Android has come a long way since its release over a decade ago. Early versions of the operating system were criticized for their visual design and lack of quality apps, and iOS was often regarded as the older, better-looking sibling. But Android has grown on its own with two different types of visual design. The first, Holo, was released with Android 4.0 Ice Cream Sandwich (which, Tron-esque, tablet-specific Android 3.0 Honeycomb). Holo has been improved over the years of Android 4.x, and each major iteration brings a fresh new update to the style. In 2014, with the release of Android 5.0 Lollipop, Google introduced its new design language, Material Design. The material has been used for everything in Google’s entire software suite since its launch, and with Google’s guidelines on how to design modern software, Android has seen a wave of new, innovative apps with new designs and improved aesthetics.
So, if you’re an Android user, there’s no reason not to bring some of these incredible apps to your Macbook Pro or Macbook Air. Maybe you’re looking for a weather app that you can use on your laptop to plan your morning outfit. Maybe you prefer to play some Android-specific games on a bigger screen, or you want to test a brand new app without installing it on your phone and taking up valuable storage space. Or for our purposes, you may want to install Snapchat on your laptop to check Stories on the go. Whatever the reason, there is a very easy way to install Android apps on Mac OS: emulation. It doesn’t matter whether you want to play a game on your PC, originally purchased on Android, or you prefer to spend your time using Snapchat on your computer instead of your phone, emulation is the way to push everything. From your favorite Android apps to start working automatically on your Windows 10 PC
There are a dozen solid Android emulators on the market today, and each has its own feature set and dedicated fan base that swears by every app. It can be difficult to decide which app is worth using or not, but for our purposes we’ll turn to our favorite emulator, Bluestacks. let’s take a look
First, let’s ensure that apps are only installed from places other than the Apple App Store. Before you can download and install Andy, the Android emulator, you need to make sure your Mac allows the installation. To do this you need to:
- Go to “System Preferences” on your Mac.
- Next, you will click on the “Security and Privacy” option.
- Next, click on the “General” tab (first tab at the top left in Security & Privacy).
- If you only have apps that are allowed to be installed on your Mac from the Apple app store, you should check the “Allow apps to be downloaded:” option both in the App Store and in the identified developers.
You should now be able to download and install the Android emulator without any problems.
You may also need to agree to add BlueStacks as accepted developer to properly install the app.
Go to the BlueStacks website. Here you will download the latest version of Bluestacks from the page, which will allow you to access and use Snapchat from your Mac. To install the application, after downloading the .dmg file, double-click the disk image on your desktop and double-click the package in this installation folder. Your Mac will prompt you to click and accept the installation of BlueStacks on your Mac, just like any application or program you have installed.
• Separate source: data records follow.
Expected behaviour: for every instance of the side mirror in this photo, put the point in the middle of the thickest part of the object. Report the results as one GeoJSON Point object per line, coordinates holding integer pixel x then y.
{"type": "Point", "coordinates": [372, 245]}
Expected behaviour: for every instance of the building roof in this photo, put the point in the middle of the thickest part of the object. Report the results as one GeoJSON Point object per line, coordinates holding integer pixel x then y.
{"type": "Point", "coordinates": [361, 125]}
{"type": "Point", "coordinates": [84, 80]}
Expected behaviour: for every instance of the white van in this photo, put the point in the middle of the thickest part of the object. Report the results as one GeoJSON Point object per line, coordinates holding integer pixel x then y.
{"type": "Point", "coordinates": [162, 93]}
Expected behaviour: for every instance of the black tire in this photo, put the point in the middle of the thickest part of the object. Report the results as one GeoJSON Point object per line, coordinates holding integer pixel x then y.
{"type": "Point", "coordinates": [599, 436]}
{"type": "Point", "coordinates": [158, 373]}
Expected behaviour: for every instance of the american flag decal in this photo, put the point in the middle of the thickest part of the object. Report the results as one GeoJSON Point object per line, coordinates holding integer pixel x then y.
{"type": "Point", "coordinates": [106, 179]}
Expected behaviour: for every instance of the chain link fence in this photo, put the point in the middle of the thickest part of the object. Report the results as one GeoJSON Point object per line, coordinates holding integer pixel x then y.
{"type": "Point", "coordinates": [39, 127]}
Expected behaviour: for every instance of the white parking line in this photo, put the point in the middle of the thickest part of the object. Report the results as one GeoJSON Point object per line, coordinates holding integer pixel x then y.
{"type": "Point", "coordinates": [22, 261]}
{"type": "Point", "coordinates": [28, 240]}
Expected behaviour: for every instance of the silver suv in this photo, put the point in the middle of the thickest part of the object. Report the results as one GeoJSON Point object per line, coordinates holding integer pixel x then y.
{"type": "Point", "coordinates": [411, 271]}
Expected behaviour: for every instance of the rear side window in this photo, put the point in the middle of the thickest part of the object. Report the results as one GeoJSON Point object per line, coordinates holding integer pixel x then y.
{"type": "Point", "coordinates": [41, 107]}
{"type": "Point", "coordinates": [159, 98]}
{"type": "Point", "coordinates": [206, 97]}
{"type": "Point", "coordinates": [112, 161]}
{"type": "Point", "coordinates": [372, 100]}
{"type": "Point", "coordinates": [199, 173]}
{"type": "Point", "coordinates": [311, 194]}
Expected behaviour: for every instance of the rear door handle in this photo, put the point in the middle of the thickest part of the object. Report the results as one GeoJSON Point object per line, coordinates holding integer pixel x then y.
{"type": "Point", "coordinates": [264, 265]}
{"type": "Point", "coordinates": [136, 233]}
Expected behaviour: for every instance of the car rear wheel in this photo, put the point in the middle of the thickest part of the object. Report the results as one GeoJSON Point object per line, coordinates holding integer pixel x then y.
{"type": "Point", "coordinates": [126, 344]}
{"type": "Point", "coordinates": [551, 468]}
At this point, you will want to follow the installation software provided by BlueStacks, choosing the preferences you want for your emulator. Once you have completed your BlueStacks installation, it will now live in your Applications folder in your Mac’s file system.
Now that you have BlueStacks installed, you will navigate to the “Applications” folder on your Mac. Double click the app to open it and you will be prompted to create a username and avatar. The first one can be anything you want, but not something used by another BlueStacks player. As for the latter, you don’t need to spend a lot of time in the avatar section if you don’t want to. Simply press the random button and proceed to the next step. You will be asked to choose some popular games that you like to play to connect with other users. After downloading them, you can switch to the map or skip the game selection altogether.
Google Sign In and Install Snapchat
After entering BlueStacks, you can ignore the general interface and location information provided by the service for now. Instead of looking through all this, you’ll want to click on My Apps, then tap on the System Apps folder to enter your main content list. To open the Play Store, select the Google Play icon just like you would on any other Android device. Google will prompt you to enter your login information for the device, using a tablet interface for the menu and images. BlueStacks runs Android 7.0 Nougat, so anything we try to upload to Google Play runs smoothly on our device.
When you enter your login information for Google Play, you will be redirected back to the app, you can now install apps and launch content from within the store. Unlike the BlueStacks App Store, Google Play hasn’t changed completely here. If you’ve ever used Google Play on a tablet, you’ll know what to expect here; The application is the same. You can search through apps at the top of the browser, choose from the options in the highlighted apps and games carousel at the top of the screen, and scroll through the suggested games below. But even more important is the ability to access your own account. Use your mouse to select the horizontal three-line menu button long-time Android users are familiar with to open the floating menu on the left of your screen. Since you’ve already signed in to Google Play when you first launch the app, you’ll see a standard number of options appear in the BlueStacks terminal, including your account name, your app and game library, and the ability to browse suggested categories like books. movies and more.
From here, search for Snapchat and install it on your device. Note that when you log into Snapchat on BlueStacks, you will be logged out of Snapchat on your other devices.